Is there a way to create an alert for "If upsBasicOutputStatus != 2 AND (upsBasicOutputStatus != 4 over the last 1 minute)" within promenteus alerts
I have a Promentheus instance scraping SNMP data from a range of UPS's, as part of this i have also setup alerting in promentheus to alert the moment a UPS State changes to "On Battery", we want this to alert to moment it happens rather then wait for another scrape to occure
upsBasicOutputStatus != 2
Sadly this has the side effect of alerting when a self test takes place every two weeks. Adding the exclusion to the expresion was simple
upsBasicOutputStatus != 2 and upsAdvTestDiagnosticsResults != 4
This works some of the time, sadly it seems that the On Battery status last longer then the "Test in Progress" status so an alert is fired when the test ends but the UPS is still on battery
I would rather not extent the for: as that would delay an actual alert going out and although we have PCNS system inplace to shutdown racks, in my experiance having someone on hand for the critical systems is needed for just in case it fails, which has happened
Full alert rule
- alert: UPSState
expr: upsBasicOutputStatus != 2 and upsAdvTestDiagnosticsResults != 4 #Notonline and not in self test
labels:
severity: "critical"
annotations:
summery: "UPS {{ $labels.instance }} is no longer online"

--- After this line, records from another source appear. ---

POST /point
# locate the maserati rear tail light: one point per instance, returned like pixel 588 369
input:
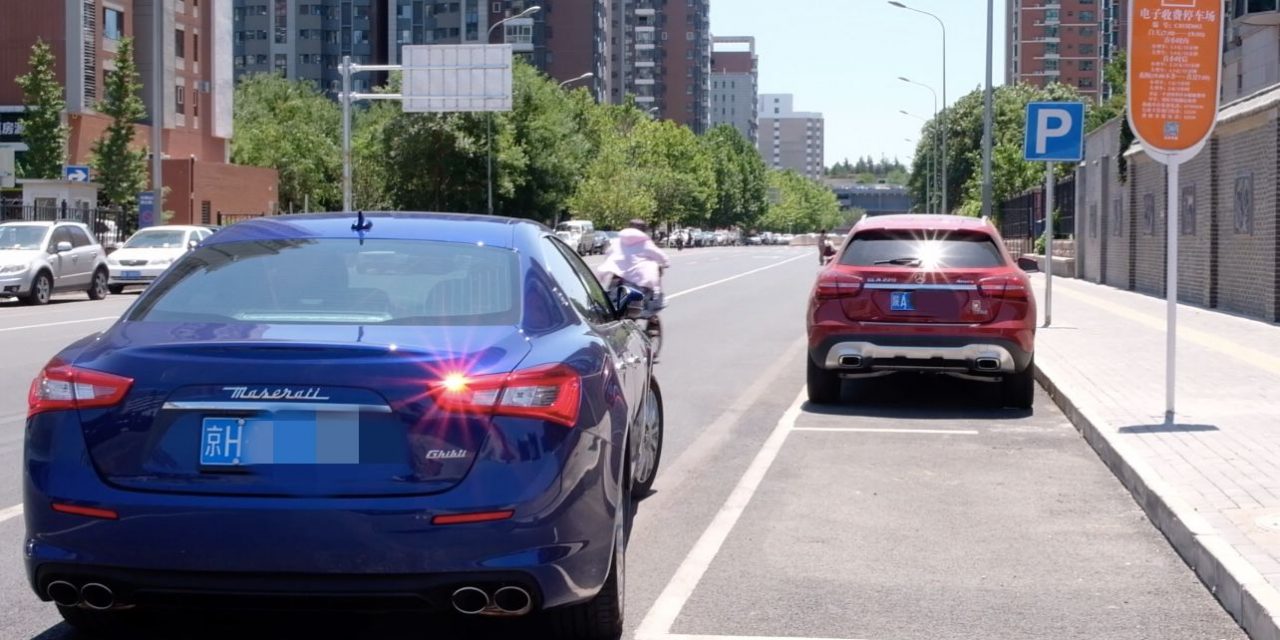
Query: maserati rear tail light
pixel 837 284
pixel 549 392
pixel 1009 287
pixel 62 387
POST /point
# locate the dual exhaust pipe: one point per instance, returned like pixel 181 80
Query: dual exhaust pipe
pixel 507 600
pixel 94 595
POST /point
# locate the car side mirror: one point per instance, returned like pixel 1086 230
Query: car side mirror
pixel 627 302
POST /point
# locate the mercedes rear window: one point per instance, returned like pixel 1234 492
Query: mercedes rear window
pixel 379 282
pixel 923 250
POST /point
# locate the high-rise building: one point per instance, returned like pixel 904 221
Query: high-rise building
pixel 735 85
pixel 1064 41
pixel 197 90
pixel 789 138
pixel 661 54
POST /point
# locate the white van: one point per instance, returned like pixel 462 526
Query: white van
pixel 579 234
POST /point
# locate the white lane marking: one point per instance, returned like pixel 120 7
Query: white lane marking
pixel 9 513
pixel 659 620
pixel 744 274
pixel 58 324
pixel 873 430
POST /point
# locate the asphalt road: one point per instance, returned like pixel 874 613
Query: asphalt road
pixel 914 511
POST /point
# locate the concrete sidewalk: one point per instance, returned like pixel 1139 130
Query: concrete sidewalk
pixel 1211 480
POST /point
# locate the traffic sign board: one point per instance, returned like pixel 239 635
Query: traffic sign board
pixel 1055 132
pixel 1175 54
pixel 76 173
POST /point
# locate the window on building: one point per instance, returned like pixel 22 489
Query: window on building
pixel 113 23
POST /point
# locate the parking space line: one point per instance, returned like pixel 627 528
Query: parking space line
pixel 686 636
pixel 662 616
pixel 744 274
pixel 58 324
pixel 874 430
pixel 9 513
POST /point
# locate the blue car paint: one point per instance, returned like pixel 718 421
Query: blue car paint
pixel 563 484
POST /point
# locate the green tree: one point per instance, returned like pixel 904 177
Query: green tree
pixel 122 169
pixel 42 128
pixel 289 126
pixel 741 178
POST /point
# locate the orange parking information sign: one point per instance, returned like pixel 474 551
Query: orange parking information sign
pixel 1175 56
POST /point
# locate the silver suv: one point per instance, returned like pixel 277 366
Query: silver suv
pixel 39 259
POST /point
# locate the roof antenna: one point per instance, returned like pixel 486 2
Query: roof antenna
pixel 361 223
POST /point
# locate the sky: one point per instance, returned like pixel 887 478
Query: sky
pixel 842 58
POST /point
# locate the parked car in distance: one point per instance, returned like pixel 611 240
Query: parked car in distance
pixel 39 259
pixel 458 430
pixel 579 234
pixel 150 251
pixel 932 293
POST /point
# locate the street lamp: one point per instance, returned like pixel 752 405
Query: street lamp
pixel 489 114
pixel 900 5
pixel 909 81
pixel 931 177
pixel 583 77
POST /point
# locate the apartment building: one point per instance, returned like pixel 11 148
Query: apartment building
pixel 735 85
pixel 789 138
pixel 1064 41
pixel 197 90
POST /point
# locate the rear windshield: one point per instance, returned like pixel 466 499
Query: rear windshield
pixel 22 237
pixel 923 250
pixel 338 282
pixel 167 238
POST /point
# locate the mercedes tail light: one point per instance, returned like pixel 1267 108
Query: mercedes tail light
pixel 551 392
pixel 62 387
pixel 1008 287
pixel 837 284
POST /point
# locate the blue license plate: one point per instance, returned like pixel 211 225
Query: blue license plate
pixel 287 438
pixel 900 301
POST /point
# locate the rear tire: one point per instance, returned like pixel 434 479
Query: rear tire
pixel 41 289
pixel 823 385
pixel 104 624
pixel 1018 391
pixel 97 287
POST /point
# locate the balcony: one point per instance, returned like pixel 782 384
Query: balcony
pixel 1265 13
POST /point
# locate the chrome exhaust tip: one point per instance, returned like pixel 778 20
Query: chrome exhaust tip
pixel 987 364
pixel 470 600
pixel 97 595
pixel 512 600
pixel 63 593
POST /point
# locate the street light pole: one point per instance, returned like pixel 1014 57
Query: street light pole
pixel 932 151
pixel 488 123
pixel 987 122
pixel 900 5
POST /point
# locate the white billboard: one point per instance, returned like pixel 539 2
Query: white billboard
pixel 444 78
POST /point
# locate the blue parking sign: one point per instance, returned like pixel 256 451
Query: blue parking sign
pixel 1055 132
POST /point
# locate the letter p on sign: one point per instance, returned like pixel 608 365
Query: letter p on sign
pixel 1055 132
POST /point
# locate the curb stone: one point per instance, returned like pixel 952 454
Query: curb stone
pixel 1234 581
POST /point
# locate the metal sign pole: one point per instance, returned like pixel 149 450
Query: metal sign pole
pixel 1050 187
pixel 346 133
pixel 1171 225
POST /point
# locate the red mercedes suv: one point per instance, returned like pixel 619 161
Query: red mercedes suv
pixel 935 293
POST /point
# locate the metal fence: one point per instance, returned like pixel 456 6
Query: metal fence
pixel 110 225
pixel 1022 218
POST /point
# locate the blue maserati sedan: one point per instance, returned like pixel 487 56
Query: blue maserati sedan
pixel 394 411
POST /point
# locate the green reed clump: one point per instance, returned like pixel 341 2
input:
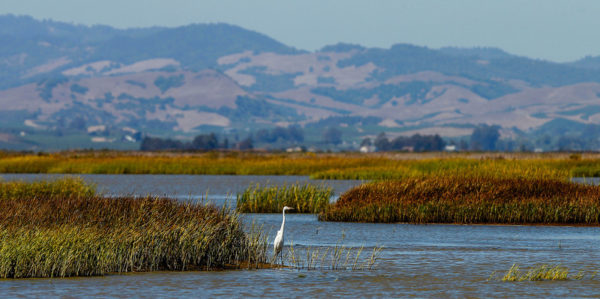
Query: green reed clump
pixel 540 273
pixel 458 199
pixel 65 187
pixel 339 257
pixel 306 198
pixel 43 235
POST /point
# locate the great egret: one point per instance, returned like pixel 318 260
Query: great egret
pixel 278 243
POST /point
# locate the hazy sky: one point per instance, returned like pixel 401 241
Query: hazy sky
pixel 549 29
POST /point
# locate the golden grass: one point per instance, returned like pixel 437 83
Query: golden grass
pixel 64 233
pixel 469 199
pixel 543 272
pixel 323 166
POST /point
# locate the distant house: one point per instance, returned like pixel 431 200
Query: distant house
pixel 450 148
pixel 367 149
pixel 293 149
pixel 96 129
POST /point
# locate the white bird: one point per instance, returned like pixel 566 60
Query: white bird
pixel 278 243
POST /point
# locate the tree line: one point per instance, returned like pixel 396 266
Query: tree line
pixel 200 142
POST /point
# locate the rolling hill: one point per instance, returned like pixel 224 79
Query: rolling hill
pixel 65 85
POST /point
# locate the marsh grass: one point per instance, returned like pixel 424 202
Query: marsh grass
pixel 543 272
pixel 64 232
pixel 306 198
pixel 466 199
pixel 338 257
pixel 318 166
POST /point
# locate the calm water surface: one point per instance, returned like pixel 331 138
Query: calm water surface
pixel 417 261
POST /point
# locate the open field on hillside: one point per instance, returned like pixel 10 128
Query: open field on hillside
pixel 318 166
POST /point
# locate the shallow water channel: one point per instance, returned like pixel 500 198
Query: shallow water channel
pixel 417 260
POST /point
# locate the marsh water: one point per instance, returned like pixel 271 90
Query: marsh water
pixel 417 260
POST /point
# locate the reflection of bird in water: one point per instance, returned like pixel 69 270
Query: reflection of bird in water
pixel 278 243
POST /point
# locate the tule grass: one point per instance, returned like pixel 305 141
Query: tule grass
pixel 543 272
pixel 304 198
pixel 59 230
pixel 469 200
pixel 318 166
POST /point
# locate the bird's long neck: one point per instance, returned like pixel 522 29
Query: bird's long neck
pixel 283 222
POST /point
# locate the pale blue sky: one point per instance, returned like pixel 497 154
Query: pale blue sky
pixel 557 30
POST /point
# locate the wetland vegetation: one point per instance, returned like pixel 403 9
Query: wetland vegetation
pixel 469 199
pixel 61 229
pixel 318 166
pixel 304 198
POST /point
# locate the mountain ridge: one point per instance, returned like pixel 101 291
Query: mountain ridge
pixel 62 79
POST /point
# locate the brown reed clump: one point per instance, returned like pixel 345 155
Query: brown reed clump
pixel 469 199
pixel 73 235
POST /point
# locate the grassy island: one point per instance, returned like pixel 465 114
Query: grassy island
pixel 469 200
pixel 61 229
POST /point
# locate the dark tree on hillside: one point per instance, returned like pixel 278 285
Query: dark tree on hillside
pixel 332 135
pixel 245 144
pixel 484 137
pixel 381 142
pixel 205 142
pixel 366 142
pixel 157 144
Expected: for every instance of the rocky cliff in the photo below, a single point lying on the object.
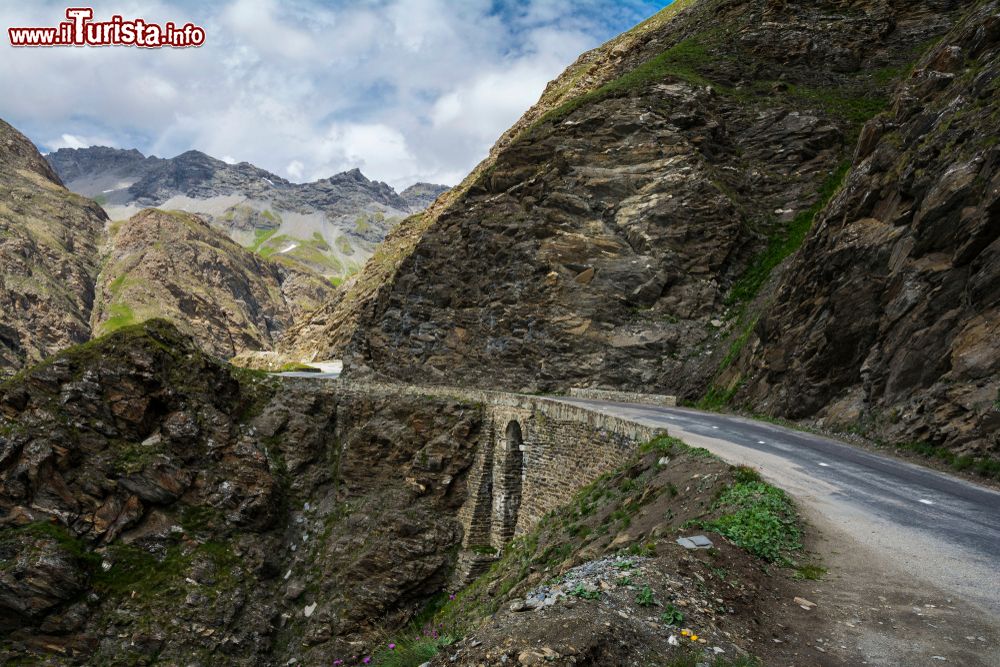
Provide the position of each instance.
(889, 315)
(631, 230)
(158, 506)
(329, 226)
(66, 273)
(48, 256)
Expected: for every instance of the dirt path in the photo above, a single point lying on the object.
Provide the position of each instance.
(912, 557)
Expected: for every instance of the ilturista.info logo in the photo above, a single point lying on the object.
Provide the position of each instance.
(80, 29)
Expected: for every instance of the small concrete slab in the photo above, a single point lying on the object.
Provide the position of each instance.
(695, 542)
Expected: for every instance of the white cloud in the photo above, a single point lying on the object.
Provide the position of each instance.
(74, 141)
(406, 90)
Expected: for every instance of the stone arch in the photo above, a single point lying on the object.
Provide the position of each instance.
(508, 475)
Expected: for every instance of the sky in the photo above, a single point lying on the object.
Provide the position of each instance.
(405, 90)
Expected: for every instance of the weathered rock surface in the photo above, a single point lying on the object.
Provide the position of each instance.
(66, 275)
(48, 256)
(890, 313)
(421, 195)
(599, 242)
(173, 265)
(330, 226)
(157, 504)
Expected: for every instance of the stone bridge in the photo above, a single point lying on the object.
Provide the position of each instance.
(534, 455)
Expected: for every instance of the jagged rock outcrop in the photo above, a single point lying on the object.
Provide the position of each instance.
(600, 242)
(157, 505)
(66, 274)
(329, 226)
(890, 313)
(421, 195)
(633, 230)
(172, 264)
(48, 256)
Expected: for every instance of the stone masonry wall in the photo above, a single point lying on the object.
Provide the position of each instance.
(534, 455)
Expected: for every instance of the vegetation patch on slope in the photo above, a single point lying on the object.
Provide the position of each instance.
(612, 549)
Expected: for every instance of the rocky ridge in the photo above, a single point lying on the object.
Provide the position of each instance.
(329, 226)
(889, 315)
(160, 506)
(48, 256)
(631, 230)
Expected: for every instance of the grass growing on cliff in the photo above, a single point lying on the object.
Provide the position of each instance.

description: "UPS has entered the state {{ $value }}"
dashboard: "d/FBsdas/?orgId=1&refresh=10s&var-datasource={{ $labels.source }}&var-ups={{ $labels.instance }}"
After trying the suggested rule form @markalex the unless_over_time seems the shift the data points later but ~5 seconds which then triggers the alert
You can modify you expression in two steps:
and metric != 4
with unless metric == 4
,last_over_time
Additionally, since selector inside of last_over_time
is not simple vector selector you need to use subquery syntax.
upsBasicOutputStatus != 2 unless last_over_time((upsAdvTestDiagnosticsResults == 4)[1m:])